Trinta Lumes
“A choiva” continua diluye la frontera entre cielo y tierra, entre aire y agua, definiendo un mundo y una cultura anfibia en la propia concepción del ser, entre lo humano y lo botánico, entre el presente y lo pretérito, entre lo real y la ensoñación. Lo cierto es que Galicia ha propiciado un arquetipo familiar capaz de trascender las numerosas ausencias que la emigración, el mar, las muertes prematuras, los suicidios, las duras condiciones del campo han impuesto a este lugar, en una especie de escisión del génesis, donde el barro no acaba de encarnar, pues aquí la presencia no es condicionada por la piel, (por el pellejo de que es desposeído el jabalí), expresándose el ser, e incluso el estar, en la pura ambigüedad de los elementos, permitiendo la transpiración entre lo vivo animado y lo no animado, lo encarnado y las “almas-lumes”. Diana encuentra un tótem en el cine, que experimentado en este trascender los límites de la presencia, propicia un relato de una extraña hondura. Un verdadero génesis apócrifo situado en una tierra tan virgen como inhóspita, secreta, pero deseosa de ser hallada y cartografiada, quizás, a partir de las suturas hilvanadas por tanta ausencia. La Diana montadora oficia esta rama de “la costura” para reunir aquello que no se le espera, lo que parece no coincidir, pero sin embargo es imantado por su diferencia, por una sensibilidad visual que celebra el encontrar.

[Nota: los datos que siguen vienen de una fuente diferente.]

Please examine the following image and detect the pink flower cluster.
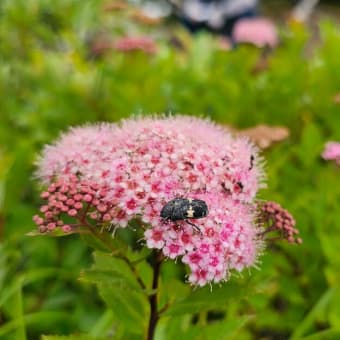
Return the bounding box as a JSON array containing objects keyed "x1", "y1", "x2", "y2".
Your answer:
[
  {"x1": 33, "y1": 176, "x2": 117, "y2": 233},
  {"x1": 322, "y1": 141, "x2": 340, "y2": 165},
  {"x1": 232, "y1": 18, "x2": 279, "y2": 48},
  {"x1": 113, "y1": 36, "x2": 158, "y2": 54},
  {"x1": 34, "y1": 116, "x2": 265, "y2": 286}
]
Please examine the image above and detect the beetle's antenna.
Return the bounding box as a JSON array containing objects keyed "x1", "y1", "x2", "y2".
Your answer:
[{"x1": 186, "y1": 220, "x2": 202, "y2": 234}]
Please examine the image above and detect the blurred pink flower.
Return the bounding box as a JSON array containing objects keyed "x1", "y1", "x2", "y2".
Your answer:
[
  {"x1": 34, "y1": 116, "x2": 266, "y2": 286},
  {"x1": 113, "y1": 36, "x2": 158, "y2": 54},
  {"x1": 322, "y1": 141, "x2": 340, "y2": 165},
  {"x1": 232, "y1": 18, "x2": 279, "y2": 48}
]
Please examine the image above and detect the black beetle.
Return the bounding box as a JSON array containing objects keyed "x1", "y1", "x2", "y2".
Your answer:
[{"x1": 160, "y1": 198, "x2": 208, "y2": 231}]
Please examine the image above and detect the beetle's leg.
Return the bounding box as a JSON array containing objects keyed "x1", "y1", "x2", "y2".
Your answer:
[
  {"x1": 186, "y1": 220, "x2": 202, "y2": 234},
  {"x1": 174, "y1": 222, "x2": 181, "y2": 230}
]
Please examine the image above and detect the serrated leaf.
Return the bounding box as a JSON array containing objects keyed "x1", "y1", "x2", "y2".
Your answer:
[
  {"x1": 159, "y1": 278, "x2": 191, "y2": 313},
  {"x1": 98, "y1": 283, "x2": 148, "y2": 334},
  {"x1": 84, "y1": 251, "x2": 146, "y2": 291},
  {"x1": 80, "y1": 233, "x2": 113, "y2": 252},
  {"x1": 80, "y1": 269, "x2": 142, "y2": 292},
  {"x1": 81, "y1": 251, "x2": 149, "y2": 335}
]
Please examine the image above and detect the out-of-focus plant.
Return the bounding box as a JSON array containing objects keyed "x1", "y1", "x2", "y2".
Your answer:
[{"x1": 322, "y1": 141, "x2": 340, "y2": 165}]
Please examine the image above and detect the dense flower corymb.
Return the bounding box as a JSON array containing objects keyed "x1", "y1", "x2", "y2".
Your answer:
[{"x1": 34, "y1": 115, "x2": 266, "y2": 286}]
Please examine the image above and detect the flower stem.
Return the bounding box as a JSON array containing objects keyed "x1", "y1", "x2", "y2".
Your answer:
[{"x1": 147, "y1": 251, "x2": 163, "y2": 340}]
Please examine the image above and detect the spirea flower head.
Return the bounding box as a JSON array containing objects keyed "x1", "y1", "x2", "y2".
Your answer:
[
  {"x1": 34, "y1": 115, "x2": 267, "y2": 286},
  {"x1": 322, "y1": 141, "x2": 340, "y2": 165}
]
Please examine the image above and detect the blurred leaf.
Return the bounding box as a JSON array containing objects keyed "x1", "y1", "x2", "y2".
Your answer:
[
  {"x1": 0, "y1": 312, "x2": 69, "y2": 338},
  {"x1": 89, "y1": 309, "x2": 115, "y2": 338},
  {"x1": 291, "y1": 289, "x2": 334, "y2": 339},
  {"x1": 42, "y1": 334, "x2": 107, "y2": 340},
  {"x1": 300, "y1": 328, "x2": 340, "y2": 340},
  {"x1": 164, "y1": 280, "x2": 249, "y2": 316},
  {"x1": 80, "y1": 251, "x2": 149, "y2": 336},
  {"x1": 80, "y1": 251, "x2": 145, "y2": 291},
  {"x1": 182, "y1": 315, "x2": 254, "y2": 340},
  {"x1": 97, "y1": 283, "x2": 148, "y2": 335},
  {"x1": 27, "y1": 229, "x2": 84, "y2": 237},
  {"x1": 236, "y1": 124, "x2": 290, "y2": 149},
  {"x1": 296, "y1": 123, "x2": 323, "y2": 168}
]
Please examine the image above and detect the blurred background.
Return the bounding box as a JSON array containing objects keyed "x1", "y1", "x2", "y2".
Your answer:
[{"x1": 1, "y1": 0, "x2": 340, "y2": 339}]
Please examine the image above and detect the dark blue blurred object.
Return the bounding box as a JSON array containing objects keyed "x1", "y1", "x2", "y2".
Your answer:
[{"x1": 171, "y1": 0, "x2": 258, "y2": 37}]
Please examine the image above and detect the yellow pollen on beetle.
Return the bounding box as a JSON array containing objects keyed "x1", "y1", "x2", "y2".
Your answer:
[
  {"x1": 188, "y1": 198, "x2": 193, "y2": 203},
  {"x1": 187, "y1": 205, "x2": 194, "y2": 218}
]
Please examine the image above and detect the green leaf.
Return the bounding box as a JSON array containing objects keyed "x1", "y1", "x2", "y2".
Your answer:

El film empieza y acaba con una búsqueda, la de Alba, la del alba, la de un nacer al sol, al yo, para inaugurar una corporeidad singular, la de una humanidad en tránsito perpetuo, capaz de liberar la identidad del territorio más allá de su consistencia mítica, de un arquetipo al que adherirse. Galicia se acredita como ejemplo tras haber ensayado durante décadas el no estar, habilitando esa falta una red de vínculos, y articulando un verdadero territorio en el otro.